US – EU relations need to be reevaluated
Although Trump’s presidency is a challenge for the EU, there is so much more that unites the US and Europe. Currently, very few Europeans are optimistic about Donald Trump. However, as experts pointed out, instead of focusing too much on Trump’s role, more emphasis needs to put on trade and partnerships that exist between the EU and the US.

The participants emphasized: a “Transatlantic divorce” would be disastrous for all as the existing trade between the US and the EU is worth 1.3 trillion Euros. As the largest partnership in the world – by far, larger than the partnerships China has, – it has to be strengthened. Foreign Direct Investment is another backbone of the relations between the US and the EU, so economic relations should be expanded and prioritized.

Ending cooperation with the US would produce a terrible hit on the EU economy and vice versa, so this is absolutely to be prevented. The US/EU nuclear cooperation is equally very important. Also, many countries in Europe still want to keep a US presence in the region as a possible insurance for enhanced security and for historic reasons, so these links should not be undermined. American soldiers in Europe are seen as a good development by many European governments, which is something that the current White House administration is supporting. American policy makers should thus not be perceived solely along black-and-white terms, but the focus should rather be on those elements of the Trump administration where cooperation might still be possible.

The experts concluded that there was a need to remind America about its commitments and dissuade it from using the dollar as an economic weapon. The EU on its side needs to be an example of fighting extremism and stand up for its Western democratic values, now that the US under Trump does not. The EU has to remain the voice of democracy yet maintain strong economic ties with the US.

Understanding difficult times
As the EU is experiencing various challenges, it is important to assess these and address them together, it was concluded. Solutions should come from new deals, partnerships, and projects. The participants raised the possibility of conducting more initiatives together with Americans and investing into joint activities. The EU is expanding its cooperation with China – but still focusses on the partnerships and ties within the union itself, in order to remain a strong union and interesting trading block with similar or equal powers. This should remain the position vis-à-vis the USA as well.

The participants concluded: these are challenging times with increasing threats to our security, respect of international law, foreign policy approaches, in short, a questioning of the international order and policy frameworks that have underpinned European economic and political stability since the end of the second world war and the EU does not have ready solutions to all of those.

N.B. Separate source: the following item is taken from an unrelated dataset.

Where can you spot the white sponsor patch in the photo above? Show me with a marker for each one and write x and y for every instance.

What’s making matters worse is the lack of a unified voice and a mechanism to present it.

However, having the EU as a block of peaceful partners is already an achievement in itself that needs to be maintained and improved. The EU has to come up with a single foreign policy strategy and focus more on its defense while keeping its economic partnerships and trade with the US. It has to be self-critical and improve from within yet maintain a strong presence on the global scene.